Le combat post-indépendance, combat pour la « libération totale » du Cameroun

Pourquoi Ernest Ouandié a t-il pris les armes après 1960 et 1961 lorsque le Cameroun est devenu indépendant et réunifié? C’est la question que plusieurs posent parfois. Des historiens répondent par l’idéologie de l’UPC dont Ernest Ouandié était dirigeant , mais qui mieux que le concerné pour s’expliquer. Les archives de ses déclarations concernant l’idéologie de l’UPC sont devenues virales sur internet suite au tollé.  » L’UPC était et demeure un mouvement franchement anti-colonialiste, je dirais anti-impérialiste parce que l’UPC estime la libération d’un pays du système colonial si elle doit être réalisée, se fait de façon effective et totale« , déclarait le nationaliste. Le système néocolonialiste dans lequel est plongé l’Afrique plus d’un demi siècle après les proclamations d’indépendances viendrait accorder du crédit à la lutte menée par l’UPC  après 1960.
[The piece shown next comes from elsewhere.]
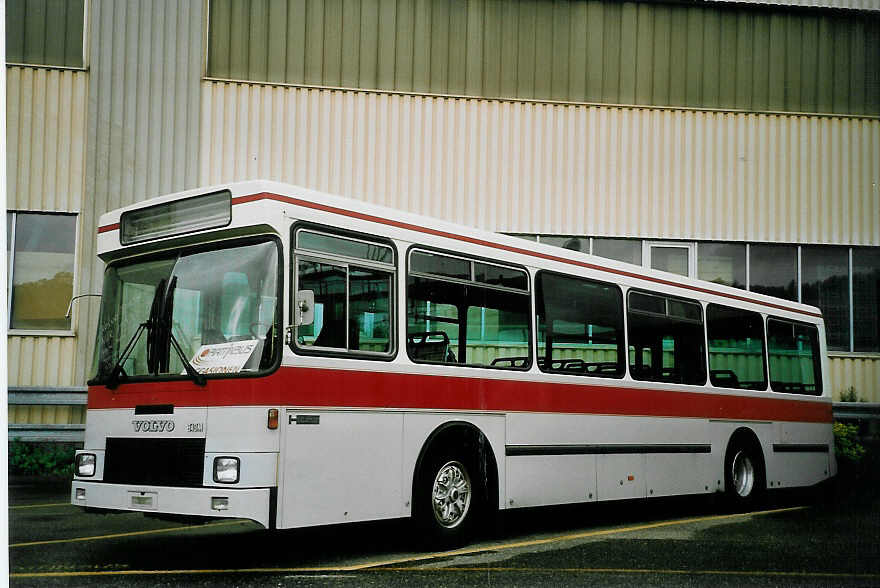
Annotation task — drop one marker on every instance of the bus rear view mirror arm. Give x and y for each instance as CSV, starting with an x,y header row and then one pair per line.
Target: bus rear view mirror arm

La polémique déclenchée par Elimbi Lobe a suscité beaucoup d’émotions chez les panafricains, qui sont montés au créneau pour exiger respect et honneur à l’endroit d’Ernest Ouandié, mais aussi à l’égard de ses compagnons Ruben Um Nyobe, Roland Felix Moumié et bien d’autres assassinés plus tôt que lui, également en luttant pour la libération du Cameroun.